Because the science pipelines are still being converted to Gen 3, Gen 3 processing may not be supported for all ap_verify datasets. See the individual dataset’s documentation for more details.

How to run ingestion by itself

ap_verify includes a separate program, ingest_dataset.py, that ingests datasets into repositories but does not run the pipeline on them. This is useful if the data need special processing or as a precursor to massive processing runs. Running ap_verify.py with the same arguments as a previous run of ingest_dataset.py will automatically skip ingestion.

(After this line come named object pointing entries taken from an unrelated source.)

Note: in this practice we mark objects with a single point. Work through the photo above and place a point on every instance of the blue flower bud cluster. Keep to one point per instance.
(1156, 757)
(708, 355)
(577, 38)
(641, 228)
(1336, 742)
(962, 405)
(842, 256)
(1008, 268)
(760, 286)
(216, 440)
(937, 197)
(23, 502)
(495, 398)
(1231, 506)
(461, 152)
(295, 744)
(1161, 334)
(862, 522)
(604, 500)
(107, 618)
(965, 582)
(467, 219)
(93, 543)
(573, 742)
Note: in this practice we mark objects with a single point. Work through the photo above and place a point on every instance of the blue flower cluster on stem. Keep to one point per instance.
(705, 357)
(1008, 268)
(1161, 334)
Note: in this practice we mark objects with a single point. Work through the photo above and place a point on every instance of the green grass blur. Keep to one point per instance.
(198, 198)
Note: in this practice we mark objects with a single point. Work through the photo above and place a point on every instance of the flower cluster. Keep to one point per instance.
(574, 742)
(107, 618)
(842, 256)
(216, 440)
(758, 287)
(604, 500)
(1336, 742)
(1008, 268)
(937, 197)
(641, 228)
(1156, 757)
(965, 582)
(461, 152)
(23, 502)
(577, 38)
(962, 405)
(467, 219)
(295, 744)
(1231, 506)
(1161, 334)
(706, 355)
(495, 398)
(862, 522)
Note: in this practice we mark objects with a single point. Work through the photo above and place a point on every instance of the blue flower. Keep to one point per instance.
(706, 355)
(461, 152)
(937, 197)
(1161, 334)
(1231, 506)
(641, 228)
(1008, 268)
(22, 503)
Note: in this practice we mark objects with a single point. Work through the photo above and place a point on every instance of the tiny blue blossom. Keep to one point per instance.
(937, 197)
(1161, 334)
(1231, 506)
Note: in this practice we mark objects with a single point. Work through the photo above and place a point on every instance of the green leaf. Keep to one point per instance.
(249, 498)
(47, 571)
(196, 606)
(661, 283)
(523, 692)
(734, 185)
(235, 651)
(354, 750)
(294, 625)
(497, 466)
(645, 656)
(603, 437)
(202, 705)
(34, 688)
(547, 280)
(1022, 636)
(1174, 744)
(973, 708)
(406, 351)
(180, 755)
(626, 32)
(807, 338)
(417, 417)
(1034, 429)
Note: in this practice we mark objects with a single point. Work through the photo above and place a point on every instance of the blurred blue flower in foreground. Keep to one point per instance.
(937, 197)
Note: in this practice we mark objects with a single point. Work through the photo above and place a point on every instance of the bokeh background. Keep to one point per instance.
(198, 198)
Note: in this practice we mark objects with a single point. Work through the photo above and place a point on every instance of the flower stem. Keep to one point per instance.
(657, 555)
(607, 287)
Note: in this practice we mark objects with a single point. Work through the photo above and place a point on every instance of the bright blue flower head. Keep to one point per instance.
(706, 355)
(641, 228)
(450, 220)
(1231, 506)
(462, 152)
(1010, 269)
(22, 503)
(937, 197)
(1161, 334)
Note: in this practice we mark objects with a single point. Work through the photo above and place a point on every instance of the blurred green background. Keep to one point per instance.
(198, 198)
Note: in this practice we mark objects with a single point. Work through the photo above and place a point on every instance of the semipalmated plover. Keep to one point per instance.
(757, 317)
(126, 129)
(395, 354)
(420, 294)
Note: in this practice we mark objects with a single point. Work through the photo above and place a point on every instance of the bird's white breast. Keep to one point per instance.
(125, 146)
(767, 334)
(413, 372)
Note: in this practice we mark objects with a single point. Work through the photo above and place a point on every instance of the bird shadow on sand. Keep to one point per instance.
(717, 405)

Using the HiTS 2015 dataset as an example, one can run ingest_dataset as follows:

ingest_dataset.py --dataset HiTS2015 --gen2 --output workspaces/hits/

The --dataset, --output, --gen2, --gen3, and --processes arguments behave the same way as for ap_verify.py. Other options from ap_verify.py are not available.

How to use measurements of metrics (Gen 2 pipeline)

After ap_verify has run, it will produce files named, by default, ap_verify.<dataId>.verify.json in the caller’s directory. The file name may be customized using the --metrics-file command-line argument. These files contain metric measurements in lsst.verify format, and can be loaded and read as described in the lsst.verify documentation or in SQR-019.

If the pipeline is interrupted by a fatal error, completed measurements will be saved to metrics files for debugging purposes. See the error-handling policy for details.

How to use measurements of metrics (Gen 3 pipeline)

After ap_verify has run, it will produce Butler datasets named metricValue_<metric package>_<metric>. These can be queried, like any Butler dataset, using methods like queryDatasetTypes and get.

Note

Not all metric values need have the same data ID as the data run through the pipeline. For example, metrics describing the full focal plane have a visit but no detector.